1. Kemiringan papan samping
Selain obliques Anda, variasi papan samping ini melibatkan otot bahu, otot lat di punggung atas, dan glutes Anda.
Instruksi
- Mulailah dengan posisi papan samping tradisional.
- Angkat lengan atas Anda lurus di atas Anda, atau pertahankan tangan atas Anda di pinggul atas .
- Turunkan pinggul Anda hingga menyentuh lantai, lalu kembali ke posisi awal.
- Ulangi sebanyak 10 sampai 15 repetisi dan kemudian beralih ke sisi lainnya.
- Jika Anda seorang pemula, lakukan 1 set per sisi untuk memulai dan tingkatkan hingga 3 set per sisi agar latihan semakin mudah dilakukan.
2. Rotasi papan samping
Menambahkan rotasi ke papan samping membantu melatih otot bahu, otot lat, glutes, dan abs, selain obliques Anda.
Petunjuk
- Mulailah dengan posisi papan samping tradisional.
- Angkat lengan atas Anda tepat di atas Anda.
- Kemudian turunkan lengan Anda dan putar inti Anda saat Anda memasukkan lengan atas Anda melalui ruang di bawah Anda. Berhentilah saat bahu Anda hampir sejajar dengan lantai.
- Lepaskan jalinan lengan Anda dan kembali ke posisi awal.
- Ulangi sebanyak 10 sampai 15 repetisi dan kemudian ulangi untuk sisi lainnya.
- Jika Anda seorang pemula, bidik 1 set per sisi untuk memulai dan tingkatkan hingga 3 set per sisi saat Anda mendapatkan kekuatan.
3. Papan samping yang ditinggikan
Papan samping yang ditinggikan menggeser penekanan latihan ini lebih ke arah bahu Anda.
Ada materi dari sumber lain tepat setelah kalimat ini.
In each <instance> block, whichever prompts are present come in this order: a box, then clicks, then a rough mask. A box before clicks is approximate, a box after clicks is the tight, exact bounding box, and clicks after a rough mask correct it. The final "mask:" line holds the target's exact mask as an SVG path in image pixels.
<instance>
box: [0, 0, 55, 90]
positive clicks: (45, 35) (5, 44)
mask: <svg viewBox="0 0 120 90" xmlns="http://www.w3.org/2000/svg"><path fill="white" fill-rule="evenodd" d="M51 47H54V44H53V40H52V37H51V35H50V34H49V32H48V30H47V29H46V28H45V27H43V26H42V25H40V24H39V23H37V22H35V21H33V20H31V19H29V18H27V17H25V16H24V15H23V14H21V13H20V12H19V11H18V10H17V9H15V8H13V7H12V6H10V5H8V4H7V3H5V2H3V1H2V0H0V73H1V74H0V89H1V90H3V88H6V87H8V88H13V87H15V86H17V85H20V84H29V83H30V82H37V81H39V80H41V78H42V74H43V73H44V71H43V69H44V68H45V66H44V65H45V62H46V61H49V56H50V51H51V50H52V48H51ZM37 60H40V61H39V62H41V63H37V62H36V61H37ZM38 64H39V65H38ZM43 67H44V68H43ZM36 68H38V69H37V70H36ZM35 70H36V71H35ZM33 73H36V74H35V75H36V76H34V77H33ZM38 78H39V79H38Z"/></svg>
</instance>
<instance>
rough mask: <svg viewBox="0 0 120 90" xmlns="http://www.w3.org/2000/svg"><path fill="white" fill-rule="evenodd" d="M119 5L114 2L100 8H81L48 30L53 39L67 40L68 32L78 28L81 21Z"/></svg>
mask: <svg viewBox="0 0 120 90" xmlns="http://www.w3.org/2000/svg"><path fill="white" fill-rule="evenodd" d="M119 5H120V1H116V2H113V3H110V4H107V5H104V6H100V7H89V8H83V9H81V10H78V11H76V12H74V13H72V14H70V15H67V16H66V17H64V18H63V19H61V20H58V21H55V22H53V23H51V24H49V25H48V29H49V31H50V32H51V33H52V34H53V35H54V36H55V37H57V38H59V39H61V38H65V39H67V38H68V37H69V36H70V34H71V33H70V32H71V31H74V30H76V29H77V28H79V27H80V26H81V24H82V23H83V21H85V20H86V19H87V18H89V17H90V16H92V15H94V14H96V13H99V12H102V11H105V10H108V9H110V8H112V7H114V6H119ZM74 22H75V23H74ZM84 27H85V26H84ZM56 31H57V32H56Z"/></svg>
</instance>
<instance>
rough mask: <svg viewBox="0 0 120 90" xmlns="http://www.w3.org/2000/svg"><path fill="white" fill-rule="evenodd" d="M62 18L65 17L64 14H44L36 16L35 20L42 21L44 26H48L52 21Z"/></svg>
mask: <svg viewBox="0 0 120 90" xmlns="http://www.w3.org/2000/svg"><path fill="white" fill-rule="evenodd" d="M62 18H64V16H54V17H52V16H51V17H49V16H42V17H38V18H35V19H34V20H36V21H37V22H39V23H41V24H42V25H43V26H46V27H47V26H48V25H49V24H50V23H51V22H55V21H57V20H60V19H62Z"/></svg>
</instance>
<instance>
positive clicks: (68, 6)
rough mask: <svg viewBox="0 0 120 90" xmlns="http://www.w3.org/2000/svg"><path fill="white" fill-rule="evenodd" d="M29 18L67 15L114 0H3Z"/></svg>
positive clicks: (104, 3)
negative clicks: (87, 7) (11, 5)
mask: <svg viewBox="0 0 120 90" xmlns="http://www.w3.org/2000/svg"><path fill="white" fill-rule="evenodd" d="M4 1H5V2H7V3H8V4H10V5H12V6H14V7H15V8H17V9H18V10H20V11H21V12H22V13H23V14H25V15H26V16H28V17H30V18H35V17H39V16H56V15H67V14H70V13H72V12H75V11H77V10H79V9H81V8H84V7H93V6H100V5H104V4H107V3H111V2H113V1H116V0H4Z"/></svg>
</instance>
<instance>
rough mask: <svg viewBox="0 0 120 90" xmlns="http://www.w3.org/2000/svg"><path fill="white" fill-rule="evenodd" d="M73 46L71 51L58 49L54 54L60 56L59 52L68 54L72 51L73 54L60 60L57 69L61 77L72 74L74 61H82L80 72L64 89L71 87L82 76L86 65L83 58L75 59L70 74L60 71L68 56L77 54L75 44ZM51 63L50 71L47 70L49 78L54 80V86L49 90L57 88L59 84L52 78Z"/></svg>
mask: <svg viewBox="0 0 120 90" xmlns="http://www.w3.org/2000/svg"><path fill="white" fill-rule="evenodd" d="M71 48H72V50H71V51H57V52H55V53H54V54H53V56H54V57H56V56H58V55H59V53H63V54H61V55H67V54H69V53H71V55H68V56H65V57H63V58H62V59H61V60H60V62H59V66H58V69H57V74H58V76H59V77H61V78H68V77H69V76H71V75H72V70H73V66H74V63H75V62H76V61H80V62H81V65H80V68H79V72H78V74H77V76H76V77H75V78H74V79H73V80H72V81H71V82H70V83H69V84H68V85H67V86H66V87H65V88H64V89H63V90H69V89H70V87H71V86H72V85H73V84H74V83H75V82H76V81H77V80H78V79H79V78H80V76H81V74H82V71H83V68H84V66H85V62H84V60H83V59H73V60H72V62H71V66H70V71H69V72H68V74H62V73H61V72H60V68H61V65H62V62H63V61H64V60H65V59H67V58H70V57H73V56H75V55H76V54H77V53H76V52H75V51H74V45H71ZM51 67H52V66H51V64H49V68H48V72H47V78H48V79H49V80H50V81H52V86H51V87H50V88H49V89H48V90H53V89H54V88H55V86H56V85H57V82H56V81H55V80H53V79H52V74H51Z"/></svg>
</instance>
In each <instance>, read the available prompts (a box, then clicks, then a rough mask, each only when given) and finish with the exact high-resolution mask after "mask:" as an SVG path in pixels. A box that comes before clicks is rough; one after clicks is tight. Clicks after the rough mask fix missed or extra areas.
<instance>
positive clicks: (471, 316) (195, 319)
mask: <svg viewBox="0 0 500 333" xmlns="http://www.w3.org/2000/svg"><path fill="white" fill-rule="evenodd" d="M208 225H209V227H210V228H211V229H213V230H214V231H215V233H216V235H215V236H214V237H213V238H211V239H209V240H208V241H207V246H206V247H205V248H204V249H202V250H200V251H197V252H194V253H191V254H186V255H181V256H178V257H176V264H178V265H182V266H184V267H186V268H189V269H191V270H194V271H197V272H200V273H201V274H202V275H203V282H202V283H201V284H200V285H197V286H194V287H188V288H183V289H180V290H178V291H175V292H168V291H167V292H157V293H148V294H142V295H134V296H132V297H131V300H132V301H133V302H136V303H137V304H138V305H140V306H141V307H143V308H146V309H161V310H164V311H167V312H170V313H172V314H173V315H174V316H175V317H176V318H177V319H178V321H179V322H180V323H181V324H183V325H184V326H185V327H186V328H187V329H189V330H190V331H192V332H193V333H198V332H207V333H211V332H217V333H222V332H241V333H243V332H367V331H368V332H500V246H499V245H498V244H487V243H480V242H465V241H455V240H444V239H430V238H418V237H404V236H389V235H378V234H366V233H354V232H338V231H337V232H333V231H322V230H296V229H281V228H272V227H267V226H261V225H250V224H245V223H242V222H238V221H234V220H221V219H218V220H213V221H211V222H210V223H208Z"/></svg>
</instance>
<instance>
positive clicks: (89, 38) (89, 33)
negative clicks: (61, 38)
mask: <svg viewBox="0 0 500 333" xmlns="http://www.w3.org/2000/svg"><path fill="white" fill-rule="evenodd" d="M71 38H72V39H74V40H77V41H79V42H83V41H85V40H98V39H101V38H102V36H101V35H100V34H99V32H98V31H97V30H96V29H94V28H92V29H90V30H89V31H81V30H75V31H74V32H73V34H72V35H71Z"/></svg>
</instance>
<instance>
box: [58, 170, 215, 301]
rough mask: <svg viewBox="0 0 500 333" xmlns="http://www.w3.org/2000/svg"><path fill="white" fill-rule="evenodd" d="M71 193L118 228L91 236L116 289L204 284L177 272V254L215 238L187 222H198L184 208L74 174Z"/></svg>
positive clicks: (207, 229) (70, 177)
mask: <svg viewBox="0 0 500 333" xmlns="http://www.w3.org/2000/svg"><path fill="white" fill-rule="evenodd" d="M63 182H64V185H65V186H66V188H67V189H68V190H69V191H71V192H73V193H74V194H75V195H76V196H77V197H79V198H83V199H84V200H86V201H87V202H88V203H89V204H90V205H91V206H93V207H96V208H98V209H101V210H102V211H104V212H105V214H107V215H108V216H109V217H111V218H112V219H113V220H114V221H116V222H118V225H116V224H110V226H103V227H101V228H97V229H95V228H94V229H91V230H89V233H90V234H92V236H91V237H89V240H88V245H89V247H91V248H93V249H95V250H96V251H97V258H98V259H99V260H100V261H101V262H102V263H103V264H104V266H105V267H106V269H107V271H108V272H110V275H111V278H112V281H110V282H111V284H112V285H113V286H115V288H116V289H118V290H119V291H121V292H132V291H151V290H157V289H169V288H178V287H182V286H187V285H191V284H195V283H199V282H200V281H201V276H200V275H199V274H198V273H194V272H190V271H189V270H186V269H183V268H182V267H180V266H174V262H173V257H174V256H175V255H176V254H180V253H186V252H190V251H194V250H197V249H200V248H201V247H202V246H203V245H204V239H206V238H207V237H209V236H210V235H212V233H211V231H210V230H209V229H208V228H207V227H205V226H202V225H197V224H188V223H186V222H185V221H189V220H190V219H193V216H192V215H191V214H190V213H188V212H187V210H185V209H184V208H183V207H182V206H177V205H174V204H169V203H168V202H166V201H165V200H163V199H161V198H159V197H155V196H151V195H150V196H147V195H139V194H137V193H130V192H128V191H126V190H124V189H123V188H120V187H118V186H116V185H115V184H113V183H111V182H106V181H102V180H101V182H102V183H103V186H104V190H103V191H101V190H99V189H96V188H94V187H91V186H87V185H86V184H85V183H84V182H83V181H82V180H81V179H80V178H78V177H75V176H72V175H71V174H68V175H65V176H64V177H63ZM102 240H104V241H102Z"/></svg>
Bergantung pada rasio kekuatan antara tubuh bagian atas dan inti, Anda mungkin merasa variasi ini lebih sulit untuk dilakukan.
Instruksi
- Mulailah dengan posisi yang sama seperti yang Anda lakukan untuk side plank tradisional.
- Jaga agar leher Anda tetap netral dan kuatkan inti.
- Angkat pinggul Anda dari matras dengan telapak tangan pendukung tepat di bawah bahu bagian bawah, dengan jari-jari menghadap menjauhi Anda.
- Raih lengan atas Anda ke atas ke arah langit-langit.
- Tahan posisi ini selama 15 hingga 60 detik.
- Ulangi di sisi Anda yang lain.
Intinya
Sementara latihan otot perut seperti crunch dan papan biasa menargetkan otot-otot di depan inti Anda, papan samping bekerja pada obliques Anda, otot-otot yang berjalan di sepanjang sisi inti Anda.
Menjaga obliques Anda tetap kuat dapat memudahkan Anda untuk memutar dan membengkokkan bagasi. Oblique yang kuat juga dapat melindungi tulang belakang, memperbaiki postur tubuh, dan mengurangi risiko cedera punggung.
Jika Anda baru berolahraga, mengalami cedera, atau tidak yakin cara melakukan side plank dengan benar, pastikan untuk bekerja dengan pelatih pribadi bersertifikat untuk memulai. Seperti halnya olahraga apa pun, jika Anda merasa sakit saat melakukan papan samping, segera hentikan.
Gugi Health: Improve your health, one day at a time!